An MRI of the brain showed a pituitary macroadenoma, 2.4 cm in diameter, abutting the optic chiasm, deviating the pituitary infundibulum and internal carotid artery. Visual field tests showed a defect in the right inferotemporal field with a normal field on the left. (Figure 1) The patient was commenced on warfarin, but his International Normalised Ratio (INR) estimating his control on warfarin was markedly elevated with loading doses of warfarin and required reversal of anticoagulation with Vitamin K and introduction of low molecular weight heparin.



Treatment and management

The patient was diagnosed as having a TSHoma and a decision was made to attempt neurosurgical removal. He was commenced on antithyroid medication (carbimazole) in the interim. Attempts to wean down his carbimazole resulted in an escalation of his symptoms and he was therefore maintained on this until successful trans-sphenoidal excision of his pituitary macroadenoma had been performed.
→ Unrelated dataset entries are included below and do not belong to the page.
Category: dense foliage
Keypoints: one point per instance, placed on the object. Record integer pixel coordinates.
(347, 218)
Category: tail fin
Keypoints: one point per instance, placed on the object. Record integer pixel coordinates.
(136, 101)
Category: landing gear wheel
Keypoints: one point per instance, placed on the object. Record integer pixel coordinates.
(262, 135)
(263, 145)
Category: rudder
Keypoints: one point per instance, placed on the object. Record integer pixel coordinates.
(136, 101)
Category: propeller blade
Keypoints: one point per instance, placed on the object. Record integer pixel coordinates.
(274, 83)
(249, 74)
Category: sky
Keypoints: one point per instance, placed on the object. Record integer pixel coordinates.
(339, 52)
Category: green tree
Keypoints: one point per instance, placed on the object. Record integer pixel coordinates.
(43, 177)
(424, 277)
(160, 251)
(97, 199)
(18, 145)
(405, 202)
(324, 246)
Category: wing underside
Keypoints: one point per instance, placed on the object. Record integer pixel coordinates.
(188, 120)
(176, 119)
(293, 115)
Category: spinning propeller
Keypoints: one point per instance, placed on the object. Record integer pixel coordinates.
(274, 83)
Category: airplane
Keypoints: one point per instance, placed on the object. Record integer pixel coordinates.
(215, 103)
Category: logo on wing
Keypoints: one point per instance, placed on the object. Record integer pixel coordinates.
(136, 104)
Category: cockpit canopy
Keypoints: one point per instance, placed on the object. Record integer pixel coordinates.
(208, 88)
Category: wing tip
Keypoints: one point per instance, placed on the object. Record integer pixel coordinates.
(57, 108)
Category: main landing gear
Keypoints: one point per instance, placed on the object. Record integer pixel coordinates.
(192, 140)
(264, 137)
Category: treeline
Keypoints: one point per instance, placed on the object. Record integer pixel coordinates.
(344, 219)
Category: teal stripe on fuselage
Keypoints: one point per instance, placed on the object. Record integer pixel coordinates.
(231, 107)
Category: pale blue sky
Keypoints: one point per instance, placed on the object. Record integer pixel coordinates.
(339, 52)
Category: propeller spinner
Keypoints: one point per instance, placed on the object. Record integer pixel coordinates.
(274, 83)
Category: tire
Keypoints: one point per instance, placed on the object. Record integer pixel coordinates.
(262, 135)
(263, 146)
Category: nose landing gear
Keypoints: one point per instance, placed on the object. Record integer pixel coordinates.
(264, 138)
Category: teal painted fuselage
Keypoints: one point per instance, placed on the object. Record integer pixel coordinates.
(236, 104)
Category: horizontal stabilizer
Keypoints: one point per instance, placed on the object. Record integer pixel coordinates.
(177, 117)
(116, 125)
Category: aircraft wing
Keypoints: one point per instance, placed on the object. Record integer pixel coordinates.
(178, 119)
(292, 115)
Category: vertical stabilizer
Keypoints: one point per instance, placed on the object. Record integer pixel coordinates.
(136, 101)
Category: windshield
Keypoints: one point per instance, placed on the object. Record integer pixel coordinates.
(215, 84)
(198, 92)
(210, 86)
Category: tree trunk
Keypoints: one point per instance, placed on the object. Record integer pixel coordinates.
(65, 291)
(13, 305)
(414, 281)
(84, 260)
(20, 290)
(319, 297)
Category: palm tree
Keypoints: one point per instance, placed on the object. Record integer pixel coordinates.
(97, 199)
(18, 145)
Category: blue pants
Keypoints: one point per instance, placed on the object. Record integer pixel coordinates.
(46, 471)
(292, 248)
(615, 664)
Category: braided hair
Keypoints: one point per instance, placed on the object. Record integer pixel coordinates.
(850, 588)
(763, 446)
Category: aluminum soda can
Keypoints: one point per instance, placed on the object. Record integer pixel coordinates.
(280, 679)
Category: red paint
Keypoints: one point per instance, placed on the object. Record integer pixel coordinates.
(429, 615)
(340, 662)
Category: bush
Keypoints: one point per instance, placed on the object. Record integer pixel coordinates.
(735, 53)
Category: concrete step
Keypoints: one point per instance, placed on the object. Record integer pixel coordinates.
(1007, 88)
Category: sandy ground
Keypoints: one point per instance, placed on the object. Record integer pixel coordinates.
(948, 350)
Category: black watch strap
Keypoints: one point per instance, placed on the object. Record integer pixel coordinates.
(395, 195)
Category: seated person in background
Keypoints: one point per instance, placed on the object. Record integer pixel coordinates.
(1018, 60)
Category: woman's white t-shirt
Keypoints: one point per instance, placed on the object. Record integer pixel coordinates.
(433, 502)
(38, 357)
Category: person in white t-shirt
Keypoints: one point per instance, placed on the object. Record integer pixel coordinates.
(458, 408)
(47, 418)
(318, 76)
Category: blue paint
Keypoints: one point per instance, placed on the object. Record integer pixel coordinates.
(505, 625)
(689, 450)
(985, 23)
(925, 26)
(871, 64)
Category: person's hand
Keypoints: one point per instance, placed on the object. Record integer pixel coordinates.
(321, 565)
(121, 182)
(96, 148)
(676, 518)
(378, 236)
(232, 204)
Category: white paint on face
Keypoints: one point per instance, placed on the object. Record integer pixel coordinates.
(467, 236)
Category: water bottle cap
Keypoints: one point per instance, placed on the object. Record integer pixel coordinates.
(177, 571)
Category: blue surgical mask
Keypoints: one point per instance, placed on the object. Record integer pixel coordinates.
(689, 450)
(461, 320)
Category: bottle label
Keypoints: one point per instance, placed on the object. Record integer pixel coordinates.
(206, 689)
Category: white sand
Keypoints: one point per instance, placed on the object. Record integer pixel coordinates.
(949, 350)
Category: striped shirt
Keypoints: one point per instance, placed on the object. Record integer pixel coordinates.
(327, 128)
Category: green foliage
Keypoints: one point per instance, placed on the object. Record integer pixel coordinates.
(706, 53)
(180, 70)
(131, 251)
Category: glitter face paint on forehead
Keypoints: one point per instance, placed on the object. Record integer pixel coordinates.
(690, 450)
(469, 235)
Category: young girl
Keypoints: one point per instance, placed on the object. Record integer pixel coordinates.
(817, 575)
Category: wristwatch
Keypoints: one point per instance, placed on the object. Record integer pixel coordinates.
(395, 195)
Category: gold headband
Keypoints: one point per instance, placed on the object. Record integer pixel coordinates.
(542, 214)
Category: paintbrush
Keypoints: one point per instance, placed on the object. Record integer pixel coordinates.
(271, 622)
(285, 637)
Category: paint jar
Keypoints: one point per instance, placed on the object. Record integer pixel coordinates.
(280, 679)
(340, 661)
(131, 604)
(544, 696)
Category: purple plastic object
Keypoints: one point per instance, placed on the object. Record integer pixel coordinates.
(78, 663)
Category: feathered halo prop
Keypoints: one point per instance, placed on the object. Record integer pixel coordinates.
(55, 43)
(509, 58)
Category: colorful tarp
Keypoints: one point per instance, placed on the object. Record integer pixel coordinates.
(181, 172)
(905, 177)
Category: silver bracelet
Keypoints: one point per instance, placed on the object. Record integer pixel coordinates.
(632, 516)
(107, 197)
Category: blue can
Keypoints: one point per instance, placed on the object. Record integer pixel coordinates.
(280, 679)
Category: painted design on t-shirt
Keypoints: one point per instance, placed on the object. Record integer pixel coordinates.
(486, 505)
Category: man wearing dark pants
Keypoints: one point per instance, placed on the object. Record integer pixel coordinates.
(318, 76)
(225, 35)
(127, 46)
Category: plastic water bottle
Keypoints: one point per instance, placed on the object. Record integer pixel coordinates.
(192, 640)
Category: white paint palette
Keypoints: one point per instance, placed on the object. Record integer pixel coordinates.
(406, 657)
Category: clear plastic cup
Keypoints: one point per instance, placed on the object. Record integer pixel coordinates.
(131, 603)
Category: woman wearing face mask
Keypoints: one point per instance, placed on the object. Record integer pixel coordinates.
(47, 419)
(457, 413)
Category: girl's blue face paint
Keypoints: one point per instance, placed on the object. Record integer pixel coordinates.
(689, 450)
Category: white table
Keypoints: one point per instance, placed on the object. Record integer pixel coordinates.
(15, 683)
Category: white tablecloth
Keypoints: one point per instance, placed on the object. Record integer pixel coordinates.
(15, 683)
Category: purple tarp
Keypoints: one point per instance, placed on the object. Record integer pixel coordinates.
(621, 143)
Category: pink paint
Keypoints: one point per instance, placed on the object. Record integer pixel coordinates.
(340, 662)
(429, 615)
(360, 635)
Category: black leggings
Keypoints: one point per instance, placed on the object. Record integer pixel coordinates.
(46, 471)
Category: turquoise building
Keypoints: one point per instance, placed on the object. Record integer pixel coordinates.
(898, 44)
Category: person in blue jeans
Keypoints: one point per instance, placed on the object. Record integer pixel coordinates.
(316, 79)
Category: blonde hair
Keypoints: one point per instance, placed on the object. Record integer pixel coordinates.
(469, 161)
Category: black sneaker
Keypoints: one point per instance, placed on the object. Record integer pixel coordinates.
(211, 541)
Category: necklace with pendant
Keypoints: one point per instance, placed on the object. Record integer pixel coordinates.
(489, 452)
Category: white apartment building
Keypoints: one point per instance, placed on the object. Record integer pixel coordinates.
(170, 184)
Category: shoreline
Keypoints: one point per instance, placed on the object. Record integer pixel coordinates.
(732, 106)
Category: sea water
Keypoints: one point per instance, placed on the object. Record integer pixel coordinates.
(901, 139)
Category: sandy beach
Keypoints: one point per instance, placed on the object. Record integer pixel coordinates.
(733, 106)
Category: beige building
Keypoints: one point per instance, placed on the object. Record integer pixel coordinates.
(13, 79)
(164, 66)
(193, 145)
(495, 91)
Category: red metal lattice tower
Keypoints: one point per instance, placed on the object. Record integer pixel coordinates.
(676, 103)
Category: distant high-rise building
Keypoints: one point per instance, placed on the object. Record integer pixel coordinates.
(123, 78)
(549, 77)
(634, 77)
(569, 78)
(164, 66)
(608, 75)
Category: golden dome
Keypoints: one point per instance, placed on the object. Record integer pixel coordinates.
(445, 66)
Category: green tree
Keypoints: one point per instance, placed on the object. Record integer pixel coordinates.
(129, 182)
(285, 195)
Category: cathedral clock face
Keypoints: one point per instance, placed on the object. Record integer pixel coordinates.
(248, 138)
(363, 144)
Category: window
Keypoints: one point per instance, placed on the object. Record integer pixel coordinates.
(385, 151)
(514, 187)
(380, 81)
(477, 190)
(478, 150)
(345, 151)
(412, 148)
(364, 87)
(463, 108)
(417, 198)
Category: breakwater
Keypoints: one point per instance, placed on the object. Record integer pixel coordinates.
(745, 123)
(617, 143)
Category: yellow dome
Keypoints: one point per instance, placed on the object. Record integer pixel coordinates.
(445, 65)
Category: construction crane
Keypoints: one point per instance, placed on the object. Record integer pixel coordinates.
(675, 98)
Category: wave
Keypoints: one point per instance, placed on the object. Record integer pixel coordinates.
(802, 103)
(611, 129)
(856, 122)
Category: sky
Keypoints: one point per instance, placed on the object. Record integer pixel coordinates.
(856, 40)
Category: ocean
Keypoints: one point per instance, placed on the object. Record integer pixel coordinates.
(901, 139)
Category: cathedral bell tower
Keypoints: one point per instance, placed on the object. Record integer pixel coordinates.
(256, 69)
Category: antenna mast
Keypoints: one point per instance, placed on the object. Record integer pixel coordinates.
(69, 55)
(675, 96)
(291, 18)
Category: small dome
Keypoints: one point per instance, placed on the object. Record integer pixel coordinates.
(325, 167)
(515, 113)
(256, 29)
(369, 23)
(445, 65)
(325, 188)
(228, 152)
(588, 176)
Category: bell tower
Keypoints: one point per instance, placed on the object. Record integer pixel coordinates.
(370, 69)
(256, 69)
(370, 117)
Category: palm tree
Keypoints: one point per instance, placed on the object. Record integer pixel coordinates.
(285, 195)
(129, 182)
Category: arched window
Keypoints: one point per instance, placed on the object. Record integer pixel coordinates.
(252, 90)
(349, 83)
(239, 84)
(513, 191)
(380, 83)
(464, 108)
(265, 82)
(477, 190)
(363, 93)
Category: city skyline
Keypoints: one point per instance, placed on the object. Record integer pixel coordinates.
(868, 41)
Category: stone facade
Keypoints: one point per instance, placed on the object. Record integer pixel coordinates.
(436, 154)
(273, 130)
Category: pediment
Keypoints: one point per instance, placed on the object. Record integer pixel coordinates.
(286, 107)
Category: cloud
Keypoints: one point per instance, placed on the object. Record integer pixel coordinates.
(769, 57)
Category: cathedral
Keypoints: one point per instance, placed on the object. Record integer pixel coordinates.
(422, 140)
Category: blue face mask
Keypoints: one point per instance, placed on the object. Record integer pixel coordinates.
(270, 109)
His AF persisted post-operatively, but was electrically cardioverted and he remains in sinus rhythm at twelve months follow-up off all treatment.

Outcome

Post-operative MRI showed near total removal of the pituitary adenoma. (Figure 2) Histology showed positive staining for GH, Prolactin and TSH. His TSH and T4 levels have remained normal post-operatively and glucagon stimulation test demonstrated adequate cortisol and GH response. His testosterone levels have also normalised after a transient fall post-operatively. GH, Prolactin and IGF-1 levels remained normal. FSH is persistently slightly raised at 9.1 U/L (1.0-7.0). The patient is asymptomatic, needing no treatment and back at full time employment. Arrangements are in place for a follow-up pituitary MRI.